Re: resolving ISSUE-47: Can SPARQL-based constraints access the shape graph, and how? from Holger Knublauch on 2015-06-15 (public-data-shapes-wg@w3.org from June 2015)

From: Holger Knublauch <holger@topquadrant.com>
Date: Mon, 15 Jun 2015 14:43:58 +1000
To: public-data-shapes-wg <public-data-shapes-wg@w3.org>
Message-ID: <557E580E.1040200@topquadrant.com>
On 6/15/2015 14:16, Dimitris Kontokostas wrote:
>
> > Here is another case, for named graph access in general. Assume you 
> want to validate that certain terms from a given query graph are also 
> present as SKOS concepts in some other graph. That SKOS named graph is 
> not accessible to the server running dbpedia. With the general SPARQL 
> endpoint scenario this is not implementable unless the endpoint can 
> call out to external named graphs.
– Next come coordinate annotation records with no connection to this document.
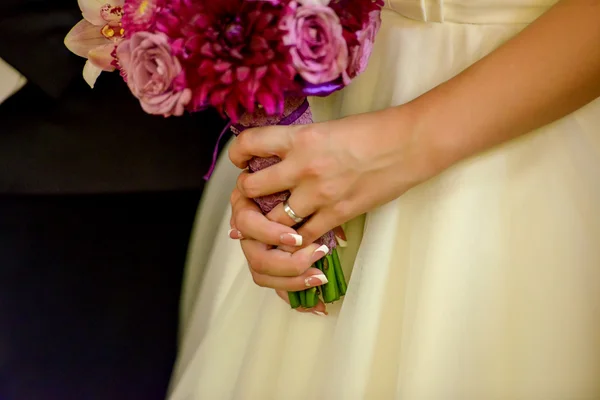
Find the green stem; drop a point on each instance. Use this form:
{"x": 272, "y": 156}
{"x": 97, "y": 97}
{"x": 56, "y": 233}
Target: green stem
{"x": 339, "y": 273}
{"x": 302, "y": 295}
{"x": 331, "y": 292}
{"x": 294, "y": 299}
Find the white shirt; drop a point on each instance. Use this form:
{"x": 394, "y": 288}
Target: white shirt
{"x": 11, "y": 81}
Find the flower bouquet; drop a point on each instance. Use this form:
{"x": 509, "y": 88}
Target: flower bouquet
{"x": 255, "y": 61}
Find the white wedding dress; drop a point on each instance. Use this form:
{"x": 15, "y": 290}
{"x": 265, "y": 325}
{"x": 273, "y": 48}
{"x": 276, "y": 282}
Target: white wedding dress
{"x": 481, "y": 284}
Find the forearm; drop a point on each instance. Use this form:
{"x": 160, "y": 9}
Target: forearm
{"x": 549, "y": 70}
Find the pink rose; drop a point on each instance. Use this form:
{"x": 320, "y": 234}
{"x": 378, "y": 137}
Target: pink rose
{"x": 153, "y": 73}
{"x": 319, "y": 51}
{"x": 360, "y": 54}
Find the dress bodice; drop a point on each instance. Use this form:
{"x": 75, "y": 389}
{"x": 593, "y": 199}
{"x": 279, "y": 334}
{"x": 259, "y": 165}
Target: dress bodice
{"x": 471, "y": 11}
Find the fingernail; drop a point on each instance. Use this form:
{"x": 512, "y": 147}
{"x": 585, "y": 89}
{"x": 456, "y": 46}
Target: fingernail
{"x": 235, "y": 234}
{"x": 291, "y": 239}
{"x": 320, "y": 253}
{"x": 315, "y": 280}
{"x": 341, "y": 242}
So endpoints are very limited 
> already, but this limitation shouldn't propagate into every use case.
> >
>
> This is just applying shacl in the union of two graphs. Not related to 
> the shacl graph or ?shapesGraph
>

Let me clarify what I mean: Assuming you have a local thesaurus stored 
in a named graph on the dataset that starts the validation. Now you want 
to validate that certain values from your data graph are also present in 
the reference thesaurus. You would have queries such as

SELECT ?this
WHERE {
     ?this ex:someProperty ?value .
     FILTER NOT EXISTS {
         GRAPH <http://my.local.graph> {
             ?something skos:prefLabel ?value .
         }
     }
}

As soon as you have such scenarios, the SPARQL endpoint would need to be 
able to access the same named graphs as the local dataset. Running them 
over a union graph would work but then your endpoint becomes just 
another wrapped graph (which is fine by me but will have poor 
performance). Scenarios where the data graph is outside of the query 
dataset are generally problematic and need to be detected in advance. 
Below you state that you want to forbid ?shapesGraph because people may 
use it for the wrong reasons. Ok, then you also need to remove GRAPH 
from SPARQL, because it may also lead to unsupported scenarios. 
?shapesGraph is just one named graph among others - the problem is more 
general.

> Sound and complete recursion is hard to optimize but a workaround 
> would be possible with precomputed prevalence and detection queries up 
> to a fixed level.
>
> Regarding recursion, IMHO it might be convenient for some cases but 
> there are very few cases where it is actually needed and supporting it 
> will not be easy.
>

We probably should do a strawpoll whether we can disallow recursion in 
general, just to get an update on where people stand. The last time I 
looked there was a lot of support for recursion, e.g. from ShEx people. 
I personally have no strong opinion.

> > nor SHACL functions nor blank node treatment.
>
> I don't see anything special with blank nodes. OK Jena has some 
> additional utility functions but there spec shouldn't rely on third 
> party libraries.
>

The difference is that if you get constraint violations about blank 
nodes from a SPARQL end point, there is no way to communicate to the 
user where to find this node, because it will have a different ID each 
time. In graphs and datasets this is more consistent. Does this mean we 
should now generally disallow running SHACL over blank nodes, only 
because SPARQL endpoints don't fully support them? I don't think so, but 
this would be a consequence of the lowest-common-denominator approach.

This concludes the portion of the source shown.